The "typical" Csla application has the UI using the BOs locally on the client, and the BOs talk either directly to the database, or can be sent to an application server where they talk directly to the database.  So UI layer -> business layer (Csla objects) -> data layer -> database

If you need another layer, you'd have something like this:

UI layer -> business layer (Csla objects) -> web services (DTO objects) // untrusted app

Web services (DTO objects) -> business layer (Csla objects) -> data layer -> database // trusted app

You'd only do that though if the UI layer lies outside of your trust boundry; that is, you have two applications.  So maybe this would be a client deployed to anyone on the internet.  You can trust any of the client code, so you need to duplicate your business layer on both ends (and they don't know about each other, because the web services layer sits in between).

HTH
Andy

weebee replied on Tuesday, February 05, 2008

thnkas for the replies, much appreciated.

currently our implementation is as follows.

DataLayer - CSLA- Data Portal

Business Layer - CSLA Business Objects

Web Services - WCF (as both Data Contract and service contract, the CSLA objects are turned ino List Arrays with another set of factory objects to manage the class schema.

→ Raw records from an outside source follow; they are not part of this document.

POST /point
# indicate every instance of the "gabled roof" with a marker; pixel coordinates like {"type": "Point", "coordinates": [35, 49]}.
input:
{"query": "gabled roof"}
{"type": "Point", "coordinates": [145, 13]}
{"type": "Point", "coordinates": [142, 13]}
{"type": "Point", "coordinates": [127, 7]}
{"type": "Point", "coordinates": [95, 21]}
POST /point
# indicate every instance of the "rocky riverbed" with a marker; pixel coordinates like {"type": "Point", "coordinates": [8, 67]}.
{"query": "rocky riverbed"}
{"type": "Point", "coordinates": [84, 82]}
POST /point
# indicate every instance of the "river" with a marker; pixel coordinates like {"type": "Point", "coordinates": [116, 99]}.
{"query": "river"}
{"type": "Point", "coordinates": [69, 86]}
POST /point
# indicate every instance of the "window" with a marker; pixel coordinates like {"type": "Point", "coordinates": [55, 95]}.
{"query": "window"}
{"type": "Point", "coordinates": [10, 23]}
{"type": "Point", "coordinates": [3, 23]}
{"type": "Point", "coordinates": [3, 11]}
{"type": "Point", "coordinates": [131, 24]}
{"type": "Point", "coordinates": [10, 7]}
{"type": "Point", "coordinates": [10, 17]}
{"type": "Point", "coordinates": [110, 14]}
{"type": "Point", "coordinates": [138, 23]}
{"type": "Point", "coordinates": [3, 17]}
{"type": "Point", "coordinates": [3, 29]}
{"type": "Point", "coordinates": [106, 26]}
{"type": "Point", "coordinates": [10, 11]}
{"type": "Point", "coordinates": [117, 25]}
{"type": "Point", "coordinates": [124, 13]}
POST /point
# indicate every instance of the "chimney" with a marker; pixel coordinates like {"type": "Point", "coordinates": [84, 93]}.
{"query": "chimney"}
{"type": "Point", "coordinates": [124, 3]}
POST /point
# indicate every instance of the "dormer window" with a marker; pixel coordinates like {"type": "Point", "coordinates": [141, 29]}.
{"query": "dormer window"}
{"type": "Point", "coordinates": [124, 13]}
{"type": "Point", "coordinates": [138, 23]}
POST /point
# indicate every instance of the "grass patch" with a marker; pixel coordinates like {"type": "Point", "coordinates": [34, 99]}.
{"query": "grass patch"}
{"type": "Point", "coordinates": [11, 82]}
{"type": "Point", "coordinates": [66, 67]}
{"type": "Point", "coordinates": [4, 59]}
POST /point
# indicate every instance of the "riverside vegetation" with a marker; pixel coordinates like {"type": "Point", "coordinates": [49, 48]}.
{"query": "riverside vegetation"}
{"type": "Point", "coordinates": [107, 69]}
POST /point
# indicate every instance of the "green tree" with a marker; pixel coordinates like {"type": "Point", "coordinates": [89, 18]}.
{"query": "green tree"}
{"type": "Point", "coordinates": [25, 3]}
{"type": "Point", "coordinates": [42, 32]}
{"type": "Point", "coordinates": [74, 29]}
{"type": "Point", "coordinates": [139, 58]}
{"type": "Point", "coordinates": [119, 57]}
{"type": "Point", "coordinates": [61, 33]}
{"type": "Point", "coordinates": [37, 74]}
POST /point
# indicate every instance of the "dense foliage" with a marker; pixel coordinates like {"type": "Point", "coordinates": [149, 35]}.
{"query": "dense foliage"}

Container Class for the UI - this also acts as a Business Layer to translate the objects returned by the service, the problem is this requires another set of factory objects which makes the application slower.

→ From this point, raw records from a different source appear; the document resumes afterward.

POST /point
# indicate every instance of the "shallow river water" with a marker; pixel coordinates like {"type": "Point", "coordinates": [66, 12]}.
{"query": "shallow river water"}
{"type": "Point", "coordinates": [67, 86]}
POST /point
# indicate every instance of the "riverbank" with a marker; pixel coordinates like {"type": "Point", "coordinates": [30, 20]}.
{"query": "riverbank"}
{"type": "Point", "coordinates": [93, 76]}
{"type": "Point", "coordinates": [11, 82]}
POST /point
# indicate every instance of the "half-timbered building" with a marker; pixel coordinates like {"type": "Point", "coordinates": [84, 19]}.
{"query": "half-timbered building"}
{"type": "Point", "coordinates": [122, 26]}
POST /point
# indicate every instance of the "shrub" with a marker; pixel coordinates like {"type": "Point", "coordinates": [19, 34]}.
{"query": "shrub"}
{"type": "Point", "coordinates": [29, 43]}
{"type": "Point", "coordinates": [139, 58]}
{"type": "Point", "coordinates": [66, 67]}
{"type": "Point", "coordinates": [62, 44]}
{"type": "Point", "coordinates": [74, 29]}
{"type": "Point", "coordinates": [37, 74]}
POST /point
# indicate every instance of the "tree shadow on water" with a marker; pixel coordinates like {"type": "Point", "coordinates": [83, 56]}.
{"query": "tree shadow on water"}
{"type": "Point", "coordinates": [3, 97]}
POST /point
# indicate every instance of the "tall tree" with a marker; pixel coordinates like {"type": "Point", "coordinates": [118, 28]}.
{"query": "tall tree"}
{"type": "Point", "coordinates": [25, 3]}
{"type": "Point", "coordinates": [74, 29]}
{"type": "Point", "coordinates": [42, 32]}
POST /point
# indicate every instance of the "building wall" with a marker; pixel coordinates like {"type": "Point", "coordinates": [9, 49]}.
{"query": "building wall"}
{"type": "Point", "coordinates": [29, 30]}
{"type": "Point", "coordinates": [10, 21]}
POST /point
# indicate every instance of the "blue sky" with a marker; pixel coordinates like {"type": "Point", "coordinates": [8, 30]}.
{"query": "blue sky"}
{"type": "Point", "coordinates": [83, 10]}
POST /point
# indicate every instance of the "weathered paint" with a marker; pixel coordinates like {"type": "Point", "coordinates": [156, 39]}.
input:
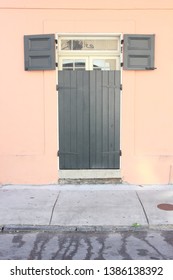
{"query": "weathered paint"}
{"type": "Point", "coordinates": [28, 100]}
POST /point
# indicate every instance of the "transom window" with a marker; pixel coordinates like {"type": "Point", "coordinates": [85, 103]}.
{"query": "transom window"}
{"type": "Point", "coordinates": [89, 53]}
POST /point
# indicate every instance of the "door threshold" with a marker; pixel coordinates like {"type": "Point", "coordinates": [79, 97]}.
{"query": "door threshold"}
{"type": "Point", "coordinates": [89, 174]}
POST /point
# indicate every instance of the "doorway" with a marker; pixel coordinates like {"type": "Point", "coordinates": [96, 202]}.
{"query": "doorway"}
{"type": "Point", "coordinates": [89, 85]}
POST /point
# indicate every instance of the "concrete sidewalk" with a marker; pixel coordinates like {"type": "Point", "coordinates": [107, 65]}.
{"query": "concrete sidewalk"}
{"type": "Point", "coordinates": [85, 207]}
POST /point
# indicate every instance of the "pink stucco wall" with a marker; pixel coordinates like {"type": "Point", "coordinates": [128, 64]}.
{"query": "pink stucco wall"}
{"type": "Point", "coordinates": [28, 101]}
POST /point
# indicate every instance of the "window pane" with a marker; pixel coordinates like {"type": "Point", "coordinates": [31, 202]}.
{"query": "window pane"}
{"type": "Point", "coordinates": [90, 44]}
{"type": "Point", "coordinates": [101, 45]}
{"type": "Point", "coordinates": [104, 64]}
{"type": "Point", "coordinates": [69, 64]}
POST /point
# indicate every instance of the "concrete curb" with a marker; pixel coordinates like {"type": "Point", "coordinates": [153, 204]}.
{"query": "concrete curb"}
{"type": "Point", "coordinates": [91, 229]}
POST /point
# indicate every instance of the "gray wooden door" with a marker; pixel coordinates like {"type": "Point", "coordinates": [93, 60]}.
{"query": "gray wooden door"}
{"type": "Point", "coordinates": [89, 119]}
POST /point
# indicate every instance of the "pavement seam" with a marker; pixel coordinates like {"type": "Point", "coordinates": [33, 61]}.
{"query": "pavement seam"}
{"type": "Point", "coordinates": [53, 208]}
{"type": "Point", "coordinates": [143, 208]}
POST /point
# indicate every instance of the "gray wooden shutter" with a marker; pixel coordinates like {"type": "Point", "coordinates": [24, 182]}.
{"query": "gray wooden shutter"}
{"type": "Point", "coordinates": [139, 52]}
{"type": "Point", "coordinates": [39, 52]}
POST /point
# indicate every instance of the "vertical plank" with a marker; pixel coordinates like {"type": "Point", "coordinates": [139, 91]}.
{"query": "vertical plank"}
{"type": "Point", "coordinates": [111, 148]}
{"type": "Point", "coordinates": [93, 119]}
{"type": "Point", "coordinates": [117, 119]}
{"type": "Point", "coordinates": [105, 109]}
{"type": "Point", "coordinates": [73, 122]}
{"type": "Point", "coordinates": [61, 119]}
{"type": "Point", "coordinates": [83, 119]}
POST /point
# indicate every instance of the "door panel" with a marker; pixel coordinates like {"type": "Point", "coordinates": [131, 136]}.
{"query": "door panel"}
{"type": "Point", "coordinates": [89, 117]}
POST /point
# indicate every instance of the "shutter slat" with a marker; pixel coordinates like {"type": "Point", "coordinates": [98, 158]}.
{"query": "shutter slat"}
{"type": "Point", "coordinates": [39, 52]}
{"type": "Point", "coordinates": [139, 51]}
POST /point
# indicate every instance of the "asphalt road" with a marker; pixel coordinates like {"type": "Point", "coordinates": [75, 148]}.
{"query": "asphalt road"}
{"type": "Point", "coordinates": [136, 245]}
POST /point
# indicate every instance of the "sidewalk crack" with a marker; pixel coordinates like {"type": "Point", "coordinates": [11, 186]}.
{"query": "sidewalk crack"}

Actual UI - all the business guts removed and this is more less just filled with binding objects, presentation logic etc...

I tried a direct serialization of the CSLA objects in WCF but it seems there's a conflict on how it can be serialized, either i convert them to bytes and stream it out or i create Definition objects for each class and create an object List Array based on those classes (both are proccessing time extensive because of looping and/or a translation).